# sick!



## talibali (Aug 15, 2009)

............................................ this is horriable!


----------



## LizardGirl (Aug 25, 2008)

Really? I thought it was pretty cute.


----------



## Mallasfamily (Feb 6, 2009)

me too. he wasn't scared or he would be balled up and he didn't have to do. It's no worse then when you play with a dog that way. and he wasn't getting hurt..


----------



## ILOVElily (Dec 5, 2009)

that was pretty cute, i thought it was funny when the dog came and the hedgie completely ignored him, like "hey step back this is my fight!" :mrgreen:


----------



## tie-dye hedgie (Dec 19, 2009)

I thought it was funny too, especially the dog part. I just hope it doesn't hurt the little guy's teeth. :?


----------



## kyararahl (Mar 15, 2010)

It was cute, I giggled. But, I would be scared it would encourage a hedgie to bite?


----------



## shetland (Sep 2, 2008)

Tali, you are so sweet and sensitive. Such a kind heart our little Tali.


----------



## LizardGirl (Aug 25, 2008)

Haha, maybe she didn't watch it and thought it was about hedgehogs fighting, or maybe that the snake was real (lmao!).
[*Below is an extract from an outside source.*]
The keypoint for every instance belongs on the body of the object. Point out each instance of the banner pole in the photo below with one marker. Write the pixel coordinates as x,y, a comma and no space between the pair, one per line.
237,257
Watch the video before you complain about it...


----------



## Hedgieonboard (Nov 15, 2009)

The playing around part was cute but the only thing I had a problem with is at one point they pulled the snake up and the hedgie came off the ground. Had the hedgie let go he could have fallen down, granted it wasn't far but there is many places on here where it says hedgies can be injured from even the smallest of falls.


----------



## tie-dye hedgie (Dec 19, 2009)

Hedgieonboard said:


> The playing around part was cute but the only thing I had a problem with is at one point they pulled the snake up and the hedgie came off the ground. Had the hedgie let go he could have fallen down, granted it wasn't far but there is many places on here where it says hedgies can be injured from even the smallest of falls.
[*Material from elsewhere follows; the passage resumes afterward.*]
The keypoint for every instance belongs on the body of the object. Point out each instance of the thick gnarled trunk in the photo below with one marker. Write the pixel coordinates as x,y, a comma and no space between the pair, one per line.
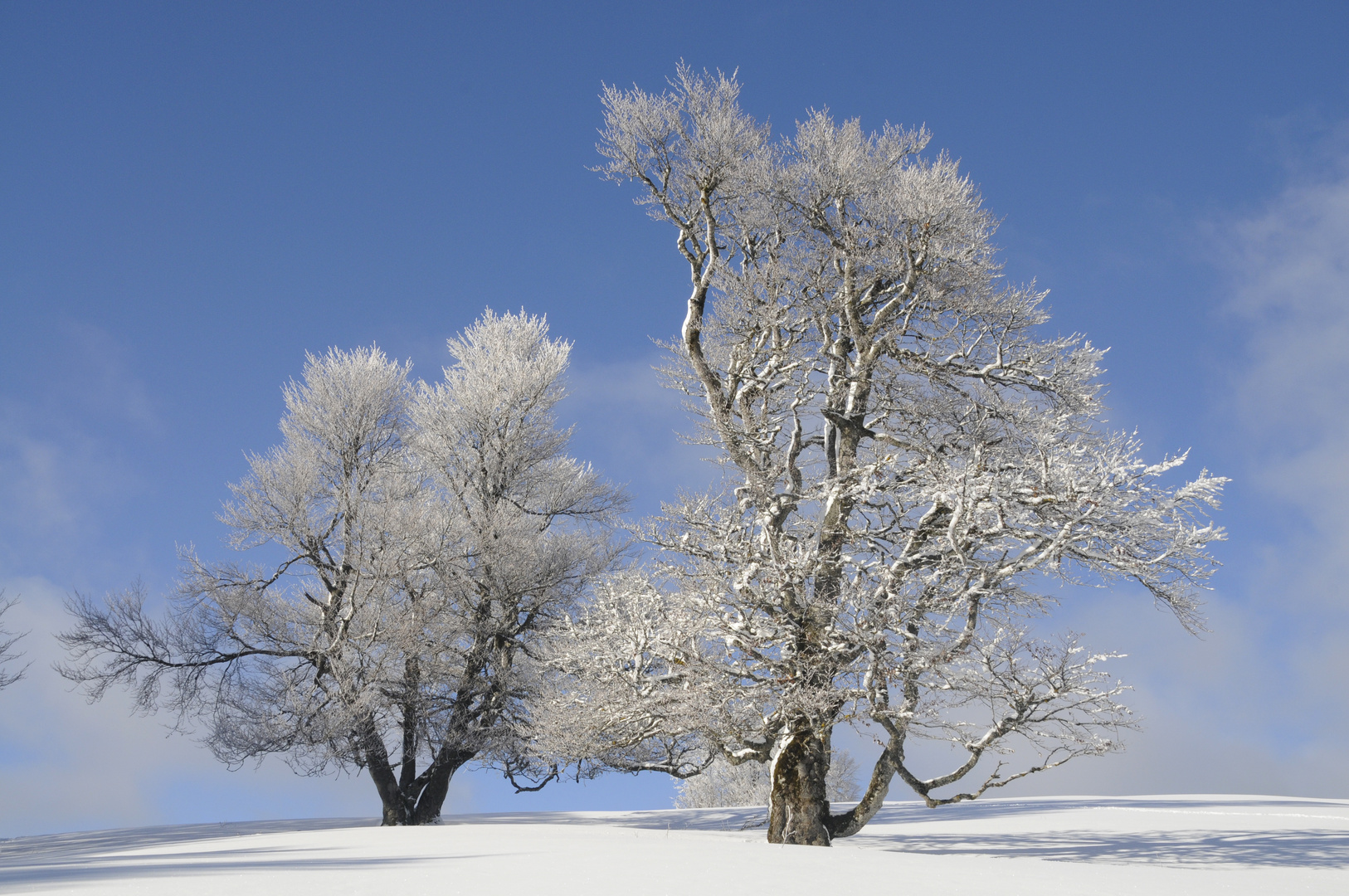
799,809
Exactly what I thought, they went just a bit far there.


----------



## ILOVElily (Dec 5, 2009)

Oh,  just watched the full vid...before i watched up to the dog part but i do think they went a little to far there to, when they pulled him off the ground. all that weight on his little teeth.


----------



## hedgielover (Oct 30, 2008)

I think this one is cute too. Although I'm not sure how safe rubber is to chew on. and the poor hedgehog thinks he's won a fight and is taking home dinner but that darn snake just won't die. :lol: Tali what didn't you like about it?


----------



## talibali (Aug 15, 2009)

just the fact that they pulled him off the ground.. it made me upsetish...... Idk why but when i see something like that i get really upset... i guess i went a little far with it but i mean i was very upset.... if you were a hedgie would you want to be pulled up off the ground? real snakes cant pulled the hedgie off the ground.... they can pick them up but not pull them up..... get what i mean? i know the first part was cute but when they pulled him off the ground in was ticked me off............ :twisted: :twisted:


----------



## shetland (Sep 2, 2008)

You are absolutely right Tali!


----------